QA processes involve several errors, which many times remain unnoticed even after careful debugging. AI answers questions such as how, when, and where in a matter of seconds. Testers use this information to decide whether they have to make coding changes to prevent and eliminate programming errors, or apply some other techniques. Accordingly, the AI in this scenario can conduct ongoing error analysis.
Unnoticed bugs are a common problem that bear extremely negative consequences. Not paying enough attention to data management often leads to many ignored bugs. Consequently, this then leads to unsatisfied customer, which negatively affects the brand’s reputation. In this scenario, the machine learning approach offers highly reliable outcomes, and the time required to carry out software testing is reduced.
The black box effect
Although AI-powered algorithms deliver excellent predictions and automation, they have a definite downside. The learning method of these algorithms is opaque to the outside coders, testers, and debuggers. For this, they have to feed it with new data sets and analyze outputs. This can result in very biased and hazardous results.

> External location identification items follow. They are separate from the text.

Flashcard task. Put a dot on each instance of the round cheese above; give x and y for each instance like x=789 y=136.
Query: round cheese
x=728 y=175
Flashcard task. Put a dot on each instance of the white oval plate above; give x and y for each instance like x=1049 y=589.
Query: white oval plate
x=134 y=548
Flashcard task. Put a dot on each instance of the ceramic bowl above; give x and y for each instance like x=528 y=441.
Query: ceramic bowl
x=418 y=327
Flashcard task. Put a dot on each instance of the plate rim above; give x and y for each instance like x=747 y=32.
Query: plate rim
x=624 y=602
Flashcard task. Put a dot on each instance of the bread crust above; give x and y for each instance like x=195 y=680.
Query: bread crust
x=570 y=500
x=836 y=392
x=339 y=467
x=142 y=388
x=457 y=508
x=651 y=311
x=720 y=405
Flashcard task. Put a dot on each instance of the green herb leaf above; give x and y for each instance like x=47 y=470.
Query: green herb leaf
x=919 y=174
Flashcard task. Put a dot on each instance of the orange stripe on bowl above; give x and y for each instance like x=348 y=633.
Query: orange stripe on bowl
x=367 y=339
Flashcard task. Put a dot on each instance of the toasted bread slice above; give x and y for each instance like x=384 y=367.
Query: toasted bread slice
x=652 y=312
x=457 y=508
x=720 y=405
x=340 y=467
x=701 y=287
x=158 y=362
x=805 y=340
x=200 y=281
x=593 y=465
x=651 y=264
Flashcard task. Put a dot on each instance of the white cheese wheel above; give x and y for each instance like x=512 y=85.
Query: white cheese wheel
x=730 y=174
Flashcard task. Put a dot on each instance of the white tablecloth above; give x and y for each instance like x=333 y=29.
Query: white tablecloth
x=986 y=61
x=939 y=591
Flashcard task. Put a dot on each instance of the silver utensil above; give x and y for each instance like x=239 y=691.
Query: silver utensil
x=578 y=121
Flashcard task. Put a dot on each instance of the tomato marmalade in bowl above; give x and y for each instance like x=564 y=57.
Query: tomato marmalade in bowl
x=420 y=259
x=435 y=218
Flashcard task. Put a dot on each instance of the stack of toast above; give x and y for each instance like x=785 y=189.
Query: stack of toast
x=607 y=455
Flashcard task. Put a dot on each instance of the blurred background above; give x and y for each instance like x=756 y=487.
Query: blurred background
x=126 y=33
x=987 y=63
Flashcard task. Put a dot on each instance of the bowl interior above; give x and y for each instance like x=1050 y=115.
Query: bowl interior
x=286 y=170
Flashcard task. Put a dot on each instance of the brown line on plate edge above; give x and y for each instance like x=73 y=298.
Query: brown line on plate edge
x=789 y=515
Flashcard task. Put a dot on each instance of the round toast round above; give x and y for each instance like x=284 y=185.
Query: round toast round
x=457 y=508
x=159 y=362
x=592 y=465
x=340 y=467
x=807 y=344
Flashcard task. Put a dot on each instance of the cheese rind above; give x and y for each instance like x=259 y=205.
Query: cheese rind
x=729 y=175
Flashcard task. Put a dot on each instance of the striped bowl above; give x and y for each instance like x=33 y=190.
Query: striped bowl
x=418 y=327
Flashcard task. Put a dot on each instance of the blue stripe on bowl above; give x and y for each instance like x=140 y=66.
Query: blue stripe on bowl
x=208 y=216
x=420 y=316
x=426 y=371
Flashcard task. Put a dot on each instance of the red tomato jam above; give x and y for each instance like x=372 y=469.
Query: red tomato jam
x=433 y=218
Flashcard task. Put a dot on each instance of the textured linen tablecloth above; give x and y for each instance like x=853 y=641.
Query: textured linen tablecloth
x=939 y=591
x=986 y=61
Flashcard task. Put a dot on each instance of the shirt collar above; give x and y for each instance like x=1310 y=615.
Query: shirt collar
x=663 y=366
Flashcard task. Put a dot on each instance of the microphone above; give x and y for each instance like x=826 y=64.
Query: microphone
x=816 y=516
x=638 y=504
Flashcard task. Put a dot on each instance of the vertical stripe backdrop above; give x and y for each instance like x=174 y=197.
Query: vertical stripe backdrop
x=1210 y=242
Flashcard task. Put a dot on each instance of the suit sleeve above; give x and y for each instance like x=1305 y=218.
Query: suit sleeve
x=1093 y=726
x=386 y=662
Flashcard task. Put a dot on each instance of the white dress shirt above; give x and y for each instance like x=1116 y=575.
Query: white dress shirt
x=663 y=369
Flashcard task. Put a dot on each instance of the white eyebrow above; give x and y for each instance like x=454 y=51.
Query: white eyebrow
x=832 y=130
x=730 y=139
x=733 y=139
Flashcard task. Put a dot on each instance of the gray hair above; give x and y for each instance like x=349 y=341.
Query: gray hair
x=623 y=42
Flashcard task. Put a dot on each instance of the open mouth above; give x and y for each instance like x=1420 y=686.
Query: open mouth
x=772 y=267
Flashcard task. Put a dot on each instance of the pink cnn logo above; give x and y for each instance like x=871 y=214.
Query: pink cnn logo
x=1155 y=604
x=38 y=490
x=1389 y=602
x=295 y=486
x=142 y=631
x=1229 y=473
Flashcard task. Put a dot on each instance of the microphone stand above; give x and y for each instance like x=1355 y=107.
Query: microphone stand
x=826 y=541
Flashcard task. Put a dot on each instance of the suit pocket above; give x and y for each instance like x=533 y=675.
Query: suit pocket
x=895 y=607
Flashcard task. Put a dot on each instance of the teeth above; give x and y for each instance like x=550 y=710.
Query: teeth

In addition to these, AI can generate simulations and provide the best features for the success of software products developed based on use rates, and by analyzing the customers’ voice as retrieved from product reviews.
Final words — AI vs the career programmer
Evans Data Corp conducted a survey of 550 software developers, which revealed that these professionals are concerns about programmers being replaced by artificial intelligence.
Researchers at the U.S. Department of Energy’s Oak Ridge National Laboratory report that by 2040, AI technologies, such as natural language processing and machine learning, will become highly advanced. In fact, AI will be capable of writing highly improved software codes at a faster rate than the best human programmers.
However, it’s highly unlikely that AI will replace human programmers. It will take a significant amount of time before AI will become capable of creating real, production-worthy, and quality codes than span more than a few coding lines. Instead, AI will help developers in identifying and evaluating their options. Programmers will be able to decide how to optimize activities that AI cannot understand, while AI assists programmers in turn, creating a symbiotic relationship of some sort.
AI will also help developers with strategic decision making. Developers and industry experts have to spend a significant amount of time deciding what products and features are valuable and which are not. An AI system trained on past software development projects and business factors can evaluate the performance of existing applications. It can also help business leaders and software programming teams identify keys to maximizing impact and minimize risk.
Overall, the impact of AI on the software development industry has been positive so far and will continue to be, enhancing the field’s lifecycle to a great extent.